The people behind the Librem 5 and which is backed by PureOS, have expressed to its users Purism guarantees provide them with a custom built operating system and not just for the financial benefit of corporations.
The company even prides itself on powering the one and only genuine community-based project instead of a Big Corp governance model. Besides being mentioned that the user is not tied to a single system so you can easily also remove PureOS and install another compatible GNU / Linux operating system on your Librem 5 phone.
PureOS is a GNU / Linux operating system based on Debian and beyond being open source PureOS incorporates benefits such as security, privacy and user freedom.
Speaking of freedom, Purism has pushed the limits of its free system standards so far, succeeding in integrating PureOS into the very limited list of ten "free" GNU / Linux distributions approved by the Free Software Foundation (FSF).
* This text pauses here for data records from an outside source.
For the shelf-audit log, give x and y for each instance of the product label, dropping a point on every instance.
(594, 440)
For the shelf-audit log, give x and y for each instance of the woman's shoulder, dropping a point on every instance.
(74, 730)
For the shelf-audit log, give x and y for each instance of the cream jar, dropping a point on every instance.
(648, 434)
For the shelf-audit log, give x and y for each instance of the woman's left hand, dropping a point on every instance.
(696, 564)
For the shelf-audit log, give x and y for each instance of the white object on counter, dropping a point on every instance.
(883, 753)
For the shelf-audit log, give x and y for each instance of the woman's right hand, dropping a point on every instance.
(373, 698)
To be part of this inner circle, it is necessary to follow a certain number of guidelines issued by the FSF such as the use of an appropriate free license, the prohibition of guiding users towards obtaining non-free information, not integrating browsers that implement EME , self-hosting, etc.
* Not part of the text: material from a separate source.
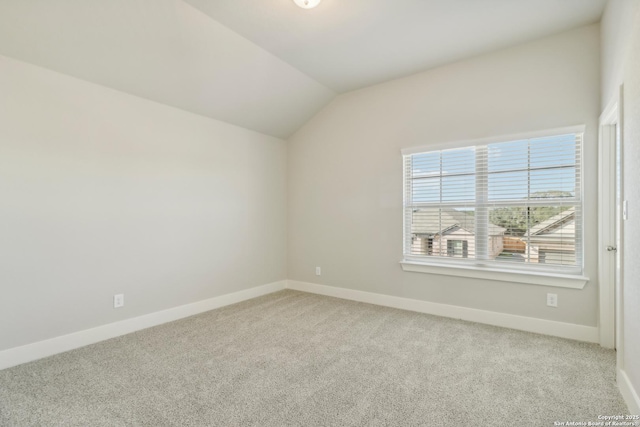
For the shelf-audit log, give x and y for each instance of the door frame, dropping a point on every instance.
(609, 291)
PureOS technology is built on the shoulders of giants, the result of decades of clever engineering and refinement by a quality-conscious crowd: the "free desktops" community, who care about technical excellence first and foremost in place of short-term thinking. to "quickly roll out an app and maximize profits." PureOS may showcase the best work the "free desktop" community has to offer for the Librem phone platform.
On the applications side, we also expect independent developers from the global community to complement our initial work by creating their own applications, porting existing applications, and improving the overall 'app store' experience; The Librem 5 platform and PureOS represent a shared collaboration with the broader developer community (not "read-only open source", but a true free software collaboration).
Purism adds that if the Librem 5 user uses PureOS, you will be entitled to sustained security updates, privacy enhancements, bug fixes and new features and most importantly, updates that will not compromise the performance of the mobile device, this in a nod to Apple, which was caught in the act of reducing the performance of old iPhones supposedly to preserve battery and the performance of iPhones.
Unlike updates provided by some companies that reduce the life of devices or destroy the user experience, Purism promises that with PureOS, the user experience will be like "fine wine." As feature and app updates are added, it will enhance the user experience rather than destroy it, says the phone manufacturer.
Judging from the promises made with PureOS, you could say that this operating system has everything to attract users and find success where Firefox OS failed, Mozilla's open source mobile operating system, as well as other open source systems have failed. But despite the attractive features of PureOS, it could not gain ground with users if the most popular applications are not moved and new applications are developed on the system. This is what Firefox OS was missing and even proprietary systems like the BlackBerry OS.
Recognizing this issue, Purism encourages independent developers from the global community to create their own apps, migrate their existing apps, and improve the overall app store experience.
If PureOS manages to overcome this difficulty that has overcome even the largest projects, Purism will also have to solve a persistent problem that could be a brake on the expansion of PureOS: the availability of Librem 5. In fact, many are the users who have commissioned the Librem 5 for several years, but they are still waiting for delivery.